FRANCESCO BARBERINI E LE ANTICHITA’ PRENESTINE

10 Dicembre 2019 0 Di angelo

Ricorre oggi, 10 dicembre, il 340° anniversario della morte (1679) di Francesco Barberini.

Nacque a Firenze nel 1597 da Carlo Barberini e Costanza Magalotti; laureatosi in giurisprudenza nel 1623 all’Università di Pisa, nello stesso anno fu nominato cardinale dallo zio, papa Urbano VIII, e Prefetto della Segnatura Apostolica; fu governatore di Tivoli fino al 1632 e di Fermo fino al 1644.

Nel 1627 fu nominato bibliotecario della Vaticana, alla quale era annesso anche l’Archivio segreto pontificio, incarico che ricoprì fino al 1636 quando lo cedette allo zio cardinale Antonio.

Quando il feudo di Palestrina fu acquistato dalla sua famiglia, nel 1630, Francesco, grande collezionista di opere d’arte, si appassionò alla storia ed alle antichità dell’antica Praeneste. Per celebrare l’acquisto, commissionò a Giuseppe Maria Suarez, bibliotecario dei Barberini, di scrivere una storia di Preneste. La stesura dell’opera fu molto travagliata e occupò un arco di circa quindici anni perché Suarez che aveva cominciato a raccogliere materiali e documentazione, nel 1633 fu nominato vescovo di Voison in Francia. Il cardinale gli inviava nuovi documenti in Francia e Suarez gli mandava, a mano a mano che scriveva il libro i quinterni che venivano corretti e restituiti.

Il libro, intitolato Praenestes antiquae libri duo,  vide la luce nel 1655, stampato a Roma per i tipi di Angelo Bernabò e degli eredi di Mannello Mannelli; di esso ci restano due manoscritti (Barb. Lat. 3022, in cui il primo libro è di mano ignota e il secondo autografo del Suarez; Barb. Lat. 3023 datato Voison 1642).

Il valore storiografico dell’opera è notevole, non solo per essere stato il primo libro scritto sulla storia di Palestrina, ma anche per le innumerevoli notizie e documenti reperiti e, soprattutto, per la presentazione del primo grande gruppo di iscrizioni prenestine, fino ad allora pubblicate sporadicamente.
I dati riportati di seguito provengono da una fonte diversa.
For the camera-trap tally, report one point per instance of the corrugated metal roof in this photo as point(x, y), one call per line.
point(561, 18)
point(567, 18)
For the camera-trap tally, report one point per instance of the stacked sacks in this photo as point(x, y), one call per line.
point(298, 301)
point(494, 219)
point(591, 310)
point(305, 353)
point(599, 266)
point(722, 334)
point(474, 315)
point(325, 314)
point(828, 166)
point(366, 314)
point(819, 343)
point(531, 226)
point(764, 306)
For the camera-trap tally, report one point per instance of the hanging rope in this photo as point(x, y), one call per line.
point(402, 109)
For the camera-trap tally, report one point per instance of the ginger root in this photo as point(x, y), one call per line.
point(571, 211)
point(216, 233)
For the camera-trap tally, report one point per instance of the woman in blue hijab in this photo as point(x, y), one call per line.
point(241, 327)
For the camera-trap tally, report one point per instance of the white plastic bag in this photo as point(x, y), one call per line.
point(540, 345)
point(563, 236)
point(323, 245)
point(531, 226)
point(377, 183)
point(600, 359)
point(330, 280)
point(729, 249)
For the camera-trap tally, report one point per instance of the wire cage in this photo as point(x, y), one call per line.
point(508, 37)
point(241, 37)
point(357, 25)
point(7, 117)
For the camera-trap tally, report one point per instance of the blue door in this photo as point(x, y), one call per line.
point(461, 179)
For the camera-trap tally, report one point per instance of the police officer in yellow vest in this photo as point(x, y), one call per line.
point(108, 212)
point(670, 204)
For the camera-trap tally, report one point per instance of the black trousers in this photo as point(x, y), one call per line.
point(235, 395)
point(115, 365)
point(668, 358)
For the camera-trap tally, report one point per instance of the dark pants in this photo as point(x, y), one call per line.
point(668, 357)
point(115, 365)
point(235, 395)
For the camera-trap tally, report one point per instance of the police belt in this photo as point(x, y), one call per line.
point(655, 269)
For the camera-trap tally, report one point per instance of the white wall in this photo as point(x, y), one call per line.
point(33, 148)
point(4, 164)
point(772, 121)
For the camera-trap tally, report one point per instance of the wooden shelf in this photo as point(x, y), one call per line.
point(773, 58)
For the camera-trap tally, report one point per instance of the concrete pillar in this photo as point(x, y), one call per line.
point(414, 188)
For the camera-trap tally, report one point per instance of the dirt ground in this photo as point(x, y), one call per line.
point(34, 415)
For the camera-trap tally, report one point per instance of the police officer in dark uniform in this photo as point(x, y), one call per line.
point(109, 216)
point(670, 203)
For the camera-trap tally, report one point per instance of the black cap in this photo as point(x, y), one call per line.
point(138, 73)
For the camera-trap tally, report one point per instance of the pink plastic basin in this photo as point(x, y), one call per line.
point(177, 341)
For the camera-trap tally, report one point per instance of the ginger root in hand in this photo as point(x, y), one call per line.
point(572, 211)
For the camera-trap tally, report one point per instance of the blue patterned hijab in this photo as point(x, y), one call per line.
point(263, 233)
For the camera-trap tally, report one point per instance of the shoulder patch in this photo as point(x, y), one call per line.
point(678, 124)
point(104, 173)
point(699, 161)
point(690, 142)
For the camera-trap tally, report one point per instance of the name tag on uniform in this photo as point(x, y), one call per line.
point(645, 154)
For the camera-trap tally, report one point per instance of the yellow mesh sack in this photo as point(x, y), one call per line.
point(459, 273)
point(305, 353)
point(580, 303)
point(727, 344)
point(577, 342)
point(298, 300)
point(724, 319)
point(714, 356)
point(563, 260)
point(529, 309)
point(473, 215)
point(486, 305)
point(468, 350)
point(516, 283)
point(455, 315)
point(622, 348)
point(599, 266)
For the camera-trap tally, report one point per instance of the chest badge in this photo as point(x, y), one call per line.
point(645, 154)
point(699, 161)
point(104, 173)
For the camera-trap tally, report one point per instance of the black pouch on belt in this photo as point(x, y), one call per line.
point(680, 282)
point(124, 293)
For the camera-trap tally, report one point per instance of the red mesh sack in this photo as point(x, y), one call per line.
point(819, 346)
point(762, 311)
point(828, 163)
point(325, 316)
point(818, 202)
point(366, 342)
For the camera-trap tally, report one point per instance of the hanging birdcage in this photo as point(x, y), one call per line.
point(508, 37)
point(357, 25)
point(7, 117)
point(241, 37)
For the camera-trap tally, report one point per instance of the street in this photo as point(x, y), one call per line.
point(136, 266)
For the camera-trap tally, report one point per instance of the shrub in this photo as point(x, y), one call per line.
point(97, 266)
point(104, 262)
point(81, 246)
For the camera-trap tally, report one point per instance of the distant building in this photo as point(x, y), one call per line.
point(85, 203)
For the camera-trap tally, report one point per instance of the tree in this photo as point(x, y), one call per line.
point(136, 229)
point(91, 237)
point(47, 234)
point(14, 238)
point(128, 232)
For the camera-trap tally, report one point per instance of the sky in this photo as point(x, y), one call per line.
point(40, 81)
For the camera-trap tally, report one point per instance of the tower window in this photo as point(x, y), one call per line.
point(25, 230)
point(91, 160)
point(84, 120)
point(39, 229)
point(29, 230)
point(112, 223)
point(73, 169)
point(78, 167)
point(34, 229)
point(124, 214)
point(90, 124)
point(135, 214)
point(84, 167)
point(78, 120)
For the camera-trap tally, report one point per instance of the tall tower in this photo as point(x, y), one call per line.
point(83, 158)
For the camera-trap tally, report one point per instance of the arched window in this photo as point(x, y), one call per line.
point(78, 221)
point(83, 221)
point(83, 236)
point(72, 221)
Ma l’opera meritoria di Francesco Barberini fu soprattutto quella di aver recuperato quasi interamente il mosaico nilotico che era stato fatto a pezzi e “spicconato” per opera del cardinale Andrea Peretti, e portato a Roma. Vi riuscì nel 1635 grazie allo zio, il cardinale Lorenzo Magalotti, al quale la gran parte dei pezzi del mosaico erano stati donati dagli eredi del Peretti. Francesco recuperò tutti i pezzi tranne uno – quello del banchetto sotto un pergolato – che lo zio aveva donato al Granduca di Toscana.

Alcuni anni dopo, nel 1640, il Barberini ordinò che tutti i pezzi fossero riportati a Palestrina per poterli riunire a quei pochi rimasti sul posto. Il viaggio, però, non fu fortunato perché le casse furono caricate malamente e le tessere del mosaico si sconnessero. Fu necessario allora un intervento di restauro che il cardinale affidò a Giovambattista Calandra, il più celebre mosaicista dell’epoca. Egli, grazie ai disegni commissionati da Dal Pozzo, riuscì a ricomporre il mosaico, e far ricostruire ex novo la scena del banchetto sotto il pergolato. Il restauro durò fino al 1647 ed il mosaico fu collocato nella nicchia che Taddeo, principe di Palestrina, aveva fatto sistemare appositamente nel palazzo baronale per ospitarvelo.

Il mosaico, smontato di nuovo negli anni della seconda guerra mondiale per salvarlo dai bombardamenti aerei, fu rimontato nel nuovo Museo Archeologico Nazionale, inaugurato nel 1956 dal presidente della Repubblica Giovanni Gronchi, ma questa è un’altra storia.